REYNOLDS: Do you believe you’ll be able to return to your home?

MARY: Yes, I do.

REYNOLDS: Why?

MARY: Because I really believe what he say. I believe, I’ve got faith.

RUSH: Let’s now go to evacuee No. 3, as ABC attempts to slice and dice Bush. Dean Reynolds says, ‘Now, Brenda Marshall, you spent, what, several days at the Superdome, correct?’ And she says, ‘Yes, I did.’ And Reynolds said, ‘Well, what did you think of what the president told you tonight?’

MARSHALL: I think the speech was wonderful. You know, him specifying that we will return back and that we will have like mobile homes or, you know, whatever. But I think it was a well defined speech.

REYNOLDS: Was there anything that you found hard to believe? That he said that you thought, ‘Well, that’s nice rhetoric, but, you know, the proof is in the pudding?’

MARSHALL: No, I didn’t.

REYNOLDS: Good. Well, very little skepticism here.

RUSH: ‘Very little skepticism here, Ted. We don’t know what’s gone wrong here. We had these people set up, we picked them out, we figured we were going to get some good Bush bashing going on here, but it just didn’t happen.’ It was a well fine speech. Dean Reynolds talking to evacuee No. 4, and here is the question.


REYNOLDS: And Cecilia, did you feel that the president was sincere tonight?
CECILIA: Yes, he was.
RUSH: Yes, he was. Finally desperate, ABC News Dean Reynolds goes back to evacuee No. 1 here. He said, “Mary, what is the one mistake that could have prevented — that would have made your lives better? Is it simply getting all of you out much sooner? What was the one mistake??
MARY: I’m going to tell you the truth. I had the opportunity to get out, but I didn’t believe it. So I stayed there ?til it was too late.
LONDON: And really, it wasn’t Hurricane Katrina that really tore up the city. It was when they opened the floodgates.
REYNOLDS: Right.
LONDON: It was not the hurricane itself. It was the floodgates. When they opened the floodgates, that’s where all the water came.
REYNOLDS: Do you blame anybody for this?
LONDON: Oh, yes. I mean they’ve been allocating federal funds to fix the levee system, and it never got done. I fault the mayor of our city personally. I really do.
RUSH: You talk about a major-league, big media backfire, this is it, ladies and gentlemen, immediately after the president’s speech on ABC last night. So Dean Reynolds tosses it back to Ted Koppel, who looked like he’d just eaten something that disagreed with him I thought. Here’s how that sounded.
REYNOLDS: Ted, that is the word from the Houston Astrodome, and as I said, when the president said that the Crescent City will rise again, there were nods all around this parking lot.
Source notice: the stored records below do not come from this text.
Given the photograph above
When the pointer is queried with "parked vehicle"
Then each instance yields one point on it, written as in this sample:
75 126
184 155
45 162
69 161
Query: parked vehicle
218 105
KOPPEL: Dean Reynolds, thank you very much. If the national response is reflected by that small group of people in the parking lot of the Astrodome, the president has made some major progress tonight.
RUSH: The thing that gets me about this, (imitating reporter) “Well, you know, this is just a bunch of small people in the Astrodome, but if the nationwide response is–” it’s like these people really still don’t count. What they said still doesn’t matter, because they’re just a bunch of people we dragged out of the air-conditioned comfort of the Astrodome, sat them outside in the heat, humidity and insects of Houston to watch the speech.